[文書名] キューバ問題に関するケネディ米国大統領あて返書
キューバに供与されている武器は防禦的なものだけであるとの屡次の声明にもかかわらず、南北アメリカの大部分に核弾頭を運搬できる攻撃的なミサイル発射基地をソ連政府が秘密裡にキューバに設置していることは、米州諸国の安全に対する重大な脅威であるばかりでなく、戦後今日まで世界の平和を支えてきた国際的均衡を著しくくずすものであります。私は、このような情勢の下で貴国と米州諸国が一大決意をもって、今回のような措置をとらざるをえなかった立場を十分理解いたします。

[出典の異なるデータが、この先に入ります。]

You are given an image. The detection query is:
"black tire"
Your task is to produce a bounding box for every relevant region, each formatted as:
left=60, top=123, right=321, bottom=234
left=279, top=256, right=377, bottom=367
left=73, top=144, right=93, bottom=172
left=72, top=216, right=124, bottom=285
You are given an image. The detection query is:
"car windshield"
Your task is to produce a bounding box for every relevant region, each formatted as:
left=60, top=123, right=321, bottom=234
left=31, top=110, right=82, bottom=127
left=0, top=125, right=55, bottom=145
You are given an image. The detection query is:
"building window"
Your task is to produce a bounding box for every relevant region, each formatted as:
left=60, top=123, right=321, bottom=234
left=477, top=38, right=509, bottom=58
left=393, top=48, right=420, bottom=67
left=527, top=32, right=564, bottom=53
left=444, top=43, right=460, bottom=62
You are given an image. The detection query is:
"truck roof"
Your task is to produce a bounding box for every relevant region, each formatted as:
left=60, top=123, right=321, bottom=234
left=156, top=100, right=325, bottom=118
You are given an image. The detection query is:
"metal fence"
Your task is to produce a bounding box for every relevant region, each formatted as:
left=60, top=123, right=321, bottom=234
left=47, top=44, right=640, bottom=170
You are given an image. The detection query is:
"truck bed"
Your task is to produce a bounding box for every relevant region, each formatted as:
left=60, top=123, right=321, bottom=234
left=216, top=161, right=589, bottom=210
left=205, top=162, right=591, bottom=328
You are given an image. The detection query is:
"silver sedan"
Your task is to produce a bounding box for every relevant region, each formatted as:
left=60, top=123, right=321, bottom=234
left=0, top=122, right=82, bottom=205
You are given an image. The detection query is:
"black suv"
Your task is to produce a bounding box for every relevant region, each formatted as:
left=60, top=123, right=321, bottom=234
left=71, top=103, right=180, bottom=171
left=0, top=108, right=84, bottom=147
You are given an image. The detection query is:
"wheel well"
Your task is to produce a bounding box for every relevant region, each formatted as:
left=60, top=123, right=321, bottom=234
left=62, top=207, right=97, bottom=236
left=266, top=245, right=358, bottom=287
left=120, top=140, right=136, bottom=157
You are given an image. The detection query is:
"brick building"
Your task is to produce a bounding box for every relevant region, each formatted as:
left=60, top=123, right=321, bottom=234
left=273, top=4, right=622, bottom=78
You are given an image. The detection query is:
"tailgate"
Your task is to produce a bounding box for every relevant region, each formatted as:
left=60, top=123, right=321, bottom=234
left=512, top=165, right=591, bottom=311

私は、国際連合がこの問題を世界平和に重大な関係のある事項としてとりあげ解決に努力すべきであると信じます。すでにこの問題は貴国政府の発意によって国際連合でとり上げられておりますので、私は、国際連合の場で一日も早く平和的な解決が図られることを期待しております。したがって、日本政府としては、その方向にそって努力しておられる貴国政府の立場を強く支持するものであり、今後とも貴国政府と積極的に協力して、平和的解決を促進するため努力する考えであります。
私は、すでにニュー・ヨークの国連代表に対して、この日本政府の方針にそって貴国の国連代表と緊密な連絡を保ちながら、平和的解決の達成のためあらゆる努力をつくすよう訓令しました。